While instruction tuning refines model behavior, its influence may be overshadowed by the biases already present in the vast datasets used for pretraining. Since instruction tuning primarily adjusts how models respond to prompts rather than fundamentally reshaping their underlying representations, deeply ingrained biases may persist despite efforts to align model outputs. The results suggest that even with instruction tuning, model responses still reflect broader patterns in pretraining data rather than adopting a significantly fairer distribution.

Ultimately, our findings underscore that instruction tuning is not a universal fix for gender bias in LLMs. While it can influence model outputs in nuanced ways, its effectiveness depends on the training strategy, preexisting biases, and the specific task at hand. More comprehensive fairness interventions—beyond instruction tuning alone—are necessary to ensure equitable NLP systems.

Ethical considerations

Several ethical concerns are relevant:

  • Binary gender framework – Our study uses a male/female classification due to available workforce data, but this excludes non-binary identities. Future work should expand inclusivity.
  • Bias in real-world statistics – While BLS data provides an empirical reference, it reflects historical inequalities rather than an ideal unbiased distribution. Our goal is to measure bias, not justify it.
  • Transparency – All test sentences are synthetically generated, avoiding privacy risks. Our results will be openly documented to ensure clarity and reproducibility.

By acknowledging these challenges, we aim to frame our findings responsibly within broader AI fairness discussions.


Work Cited

[1] Ananya Malik. Evaluating large language models through gender and racial stereotypes.
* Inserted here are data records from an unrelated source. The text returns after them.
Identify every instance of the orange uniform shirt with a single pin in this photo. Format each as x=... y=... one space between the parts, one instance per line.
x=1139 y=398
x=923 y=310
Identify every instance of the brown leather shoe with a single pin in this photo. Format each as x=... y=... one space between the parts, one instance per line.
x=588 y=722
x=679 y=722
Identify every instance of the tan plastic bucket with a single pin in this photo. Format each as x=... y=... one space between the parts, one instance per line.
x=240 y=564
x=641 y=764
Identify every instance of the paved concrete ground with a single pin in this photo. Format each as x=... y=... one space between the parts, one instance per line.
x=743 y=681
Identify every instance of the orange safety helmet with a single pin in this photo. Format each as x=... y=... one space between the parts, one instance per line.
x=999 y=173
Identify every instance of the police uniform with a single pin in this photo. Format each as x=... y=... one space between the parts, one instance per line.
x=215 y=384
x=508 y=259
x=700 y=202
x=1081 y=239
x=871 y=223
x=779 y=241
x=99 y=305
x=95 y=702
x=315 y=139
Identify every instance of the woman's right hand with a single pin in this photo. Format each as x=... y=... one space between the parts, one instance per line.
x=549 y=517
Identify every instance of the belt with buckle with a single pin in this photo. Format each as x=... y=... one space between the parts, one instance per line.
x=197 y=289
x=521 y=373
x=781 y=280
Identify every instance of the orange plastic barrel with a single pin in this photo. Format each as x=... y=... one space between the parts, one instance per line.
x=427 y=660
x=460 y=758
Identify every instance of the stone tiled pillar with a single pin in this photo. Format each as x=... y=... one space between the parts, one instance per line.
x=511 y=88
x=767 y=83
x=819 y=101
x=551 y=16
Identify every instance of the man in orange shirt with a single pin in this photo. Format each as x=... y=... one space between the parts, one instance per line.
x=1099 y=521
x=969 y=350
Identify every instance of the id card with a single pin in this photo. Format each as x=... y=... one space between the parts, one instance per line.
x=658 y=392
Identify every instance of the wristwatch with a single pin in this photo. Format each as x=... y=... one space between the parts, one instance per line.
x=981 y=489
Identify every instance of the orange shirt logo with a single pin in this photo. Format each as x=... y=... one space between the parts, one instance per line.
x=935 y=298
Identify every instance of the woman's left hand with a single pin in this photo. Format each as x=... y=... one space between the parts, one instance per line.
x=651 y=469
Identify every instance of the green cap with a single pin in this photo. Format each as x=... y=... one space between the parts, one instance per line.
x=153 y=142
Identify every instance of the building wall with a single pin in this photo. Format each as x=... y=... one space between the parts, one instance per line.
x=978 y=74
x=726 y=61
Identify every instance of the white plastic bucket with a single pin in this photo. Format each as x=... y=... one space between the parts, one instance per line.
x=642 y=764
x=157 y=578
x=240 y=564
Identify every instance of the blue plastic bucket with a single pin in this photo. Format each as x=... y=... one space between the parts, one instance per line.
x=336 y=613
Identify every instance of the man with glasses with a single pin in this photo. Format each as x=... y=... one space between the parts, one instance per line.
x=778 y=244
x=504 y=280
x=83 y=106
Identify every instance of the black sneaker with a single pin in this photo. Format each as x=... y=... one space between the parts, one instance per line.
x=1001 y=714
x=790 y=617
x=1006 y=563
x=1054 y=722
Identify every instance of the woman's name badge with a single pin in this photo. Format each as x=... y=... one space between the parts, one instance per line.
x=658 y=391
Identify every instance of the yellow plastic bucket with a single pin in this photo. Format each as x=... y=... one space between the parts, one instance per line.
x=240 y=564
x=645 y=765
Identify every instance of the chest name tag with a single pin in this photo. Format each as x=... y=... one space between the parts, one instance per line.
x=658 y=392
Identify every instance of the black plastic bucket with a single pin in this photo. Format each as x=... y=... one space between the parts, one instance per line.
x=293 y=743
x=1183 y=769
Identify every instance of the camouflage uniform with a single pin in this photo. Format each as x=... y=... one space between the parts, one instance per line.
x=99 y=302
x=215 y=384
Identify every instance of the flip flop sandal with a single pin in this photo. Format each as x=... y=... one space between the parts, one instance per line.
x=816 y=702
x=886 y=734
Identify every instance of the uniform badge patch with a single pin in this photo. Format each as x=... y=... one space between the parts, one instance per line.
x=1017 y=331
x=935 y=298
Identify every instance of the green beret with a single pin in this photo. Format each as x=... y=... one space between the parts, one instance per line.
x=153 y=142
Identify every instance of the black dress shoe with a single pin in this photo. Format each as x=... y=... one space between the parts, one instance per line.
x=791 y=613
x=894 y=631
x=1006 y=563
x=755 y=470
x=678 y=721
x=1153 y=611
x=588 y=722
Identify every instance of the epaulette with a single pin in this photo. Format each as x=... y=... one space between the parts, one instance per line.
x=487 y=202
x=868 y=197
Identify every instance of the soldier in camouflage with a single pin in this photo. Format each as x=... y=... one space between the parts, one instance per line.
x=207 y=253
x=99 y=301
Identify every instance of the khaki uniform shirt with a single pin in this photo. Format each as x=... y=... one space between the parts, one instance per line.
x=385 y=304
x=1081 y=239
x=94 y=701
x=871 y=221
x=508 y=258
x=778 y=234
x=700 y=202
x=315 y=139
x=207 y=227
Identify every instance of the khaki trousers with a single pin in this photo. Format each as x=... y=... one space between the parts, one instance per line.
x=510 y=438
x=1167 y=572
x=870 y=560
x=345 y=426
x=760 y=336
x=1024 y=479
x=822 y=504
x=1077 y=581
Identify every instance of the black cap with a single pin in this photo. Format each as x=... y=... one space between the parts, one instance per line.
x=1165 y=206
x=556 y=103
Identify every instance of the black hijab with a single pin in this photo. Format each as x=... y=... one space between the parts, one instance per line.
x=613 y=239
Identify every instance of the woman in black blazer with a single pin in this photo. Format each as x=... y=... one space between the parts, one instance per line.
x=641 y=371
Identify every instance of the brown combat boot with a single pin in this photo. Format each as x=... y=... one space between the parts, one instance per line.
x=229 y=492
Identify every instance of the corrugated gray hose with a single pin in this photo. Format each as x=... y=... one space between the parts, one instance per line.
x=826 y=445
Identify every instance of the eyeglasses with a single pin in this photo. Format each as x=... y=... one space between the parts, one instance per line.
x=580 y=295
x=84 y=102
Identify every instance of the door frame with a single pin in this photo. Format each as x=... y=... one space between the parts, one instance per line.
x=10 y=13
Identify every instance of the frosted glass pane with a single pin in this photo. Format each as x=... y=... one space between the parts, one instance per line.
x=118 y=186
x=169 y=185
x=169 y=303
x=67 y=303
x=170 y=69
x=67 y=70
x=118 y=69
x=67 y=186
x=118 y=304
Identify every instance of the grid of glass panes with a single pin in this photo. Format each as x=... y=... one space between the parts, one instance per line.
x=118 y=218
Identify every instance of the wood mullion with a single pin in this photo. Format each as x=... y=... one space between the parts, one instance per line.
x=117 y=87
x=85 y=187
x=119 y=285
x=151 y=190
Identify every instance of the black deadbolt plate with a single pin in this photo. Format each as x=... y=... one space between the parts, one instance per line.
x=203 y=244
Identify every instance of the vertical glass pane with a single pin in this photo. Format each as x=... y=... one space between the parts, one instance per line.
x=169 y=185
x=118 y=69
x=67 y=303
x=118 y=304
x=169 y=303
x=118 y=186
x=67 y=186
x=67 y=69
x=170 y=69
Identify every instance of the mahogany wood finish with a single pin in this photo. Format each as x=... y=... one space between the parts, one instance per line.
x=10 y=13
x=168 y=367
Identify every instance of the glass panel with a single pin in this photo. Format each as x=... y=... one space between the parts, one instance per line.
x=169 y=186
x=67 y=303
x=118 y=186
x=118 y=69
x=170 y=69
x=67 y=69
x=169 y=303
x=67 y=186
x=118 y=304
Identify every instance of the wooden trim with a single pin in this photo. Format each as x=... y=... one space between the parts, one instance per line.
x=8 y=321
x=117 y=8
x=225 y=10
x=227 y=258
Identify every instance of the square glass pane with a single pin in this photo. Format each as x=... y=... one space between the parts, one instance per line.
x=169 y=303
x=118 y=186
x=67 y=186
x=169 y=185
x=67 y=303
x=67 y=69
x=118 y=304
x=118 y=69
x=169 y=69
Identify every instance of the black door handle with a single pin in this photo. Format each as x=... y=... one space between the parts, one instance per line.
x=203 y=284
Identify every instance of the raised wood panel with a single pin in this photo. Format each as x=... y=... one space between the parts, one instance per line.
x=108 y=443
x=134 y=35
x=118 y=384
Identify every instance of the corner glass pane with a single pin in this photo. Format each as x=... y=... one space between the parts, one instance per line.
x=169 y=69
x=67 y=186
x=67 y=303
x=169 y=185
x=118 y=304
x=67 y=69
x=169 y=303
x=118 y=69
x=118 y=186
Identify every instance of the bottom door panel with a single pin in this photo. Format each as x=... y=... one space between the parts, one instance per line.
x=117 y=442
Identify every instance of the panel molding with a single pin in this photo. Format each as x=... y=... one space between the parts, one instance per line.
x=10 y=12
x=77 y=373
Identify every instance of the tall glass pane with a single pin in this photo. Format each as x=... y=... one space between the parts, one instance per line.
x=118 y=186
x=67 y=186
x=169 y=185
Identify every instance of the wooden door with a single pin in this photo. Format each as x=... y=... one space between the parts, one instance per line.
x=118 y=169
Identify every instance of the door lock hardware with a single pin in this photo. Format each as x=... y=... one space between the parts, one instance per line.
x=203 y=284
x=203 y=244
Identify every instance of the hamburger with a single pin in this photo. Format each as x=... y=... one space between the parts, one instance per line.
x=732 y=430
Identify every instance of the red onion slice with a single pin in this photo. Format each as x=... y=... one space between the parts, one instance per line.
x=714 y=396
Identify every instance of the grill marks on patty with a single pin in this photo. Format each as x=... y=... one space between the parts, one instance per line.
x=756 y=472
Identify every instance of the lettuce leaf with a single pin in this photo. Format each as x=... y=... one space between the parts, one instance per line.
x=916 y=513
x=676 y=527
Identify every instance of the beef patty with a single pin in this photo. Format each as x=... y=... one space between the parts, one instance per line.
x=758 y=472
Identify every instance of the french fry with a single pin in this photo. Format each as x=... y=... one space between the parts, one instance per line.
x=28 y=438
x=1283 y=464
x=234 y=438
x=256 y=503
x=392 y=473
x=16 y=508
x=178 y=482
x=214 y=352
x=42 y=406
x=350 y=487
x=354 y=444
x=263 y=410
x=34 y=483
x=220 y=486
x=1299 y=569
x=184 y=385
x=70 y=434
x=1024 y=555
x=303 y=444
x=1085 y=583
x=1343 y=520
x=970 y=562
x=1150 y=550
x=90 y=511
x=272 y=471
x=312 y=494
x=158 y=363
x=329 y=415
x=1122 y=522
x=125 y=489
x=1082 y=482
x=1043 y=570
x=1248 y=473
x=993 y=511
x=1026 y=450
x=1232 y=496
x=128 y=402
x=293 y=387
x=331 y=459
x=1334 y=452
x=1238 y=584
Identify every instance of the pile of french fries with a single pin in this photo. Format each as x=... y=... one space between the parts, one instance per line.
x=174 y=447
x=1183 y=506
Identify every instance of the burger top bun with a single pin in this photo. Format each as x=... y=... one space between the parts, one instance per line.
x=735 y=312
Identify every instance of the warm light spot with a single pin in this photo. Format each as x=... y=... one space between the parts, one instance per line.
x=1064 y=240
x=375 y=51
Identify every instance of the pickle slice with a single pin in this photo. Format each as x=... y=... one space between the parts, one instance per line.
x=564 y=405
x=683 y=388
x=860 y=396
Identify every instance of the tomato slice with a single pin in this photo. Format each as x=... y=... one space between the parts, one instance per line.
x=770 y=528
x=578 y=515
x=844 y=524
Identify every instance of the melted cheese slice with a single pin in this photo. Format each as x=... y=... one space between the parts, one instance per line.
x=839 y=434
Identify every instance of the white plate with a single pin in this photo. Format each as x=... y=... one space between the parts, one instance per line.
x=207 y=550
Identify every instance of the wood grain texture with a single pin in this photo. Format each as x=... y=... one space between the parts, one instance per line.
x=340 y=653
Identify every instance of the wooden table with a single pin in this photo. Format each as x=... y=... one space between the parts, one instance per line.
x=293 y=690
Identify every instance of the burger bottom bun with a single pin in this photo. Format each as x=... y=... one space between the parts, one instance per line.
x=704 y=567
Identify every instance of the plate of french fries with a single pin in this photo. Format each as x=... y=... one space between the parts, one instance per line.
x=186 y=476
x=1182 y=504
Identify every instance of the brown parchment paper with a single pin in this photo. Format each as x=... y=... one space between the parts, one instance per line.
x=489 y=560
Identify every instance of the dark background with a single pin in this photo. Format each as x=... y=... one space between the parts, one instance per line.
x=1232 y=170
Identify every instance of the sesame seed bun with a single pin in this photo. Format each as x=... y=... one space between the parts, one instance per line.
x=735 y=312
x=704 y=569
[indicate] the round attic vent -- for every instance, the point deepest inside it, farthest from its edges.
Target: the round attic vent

In Proceedings of the arXiv Conference on Computation and Language, 2023.

[2] Nicholas Carlini Zico Kolter Daphne Ippolito Yiming Zhang, Avi Schwarzschild. Forcing diffuse distributions out of language models. In Conference on Language Modeling, 2024.

[3] Jason Wei, Maarten Bosma, Vincent Zhao, Kelvin Guu, Adams Wei Yu, Brian Lester, Nan Du, Andrew M. Dai, and Quoc V Le. Finetuned language models are zero-shot learners. In International Conference on Learning Representations, 2022.

[4] Rachel Rudinger, Jason Naradowsky, Brian Leonard, and Benjamin Van Durme. Gender bias in coreference resolution. In Proceedings of the 2018 Conference of the North American Chapter of the Association for Computational Linguistics: Human Language Technologies, 2018.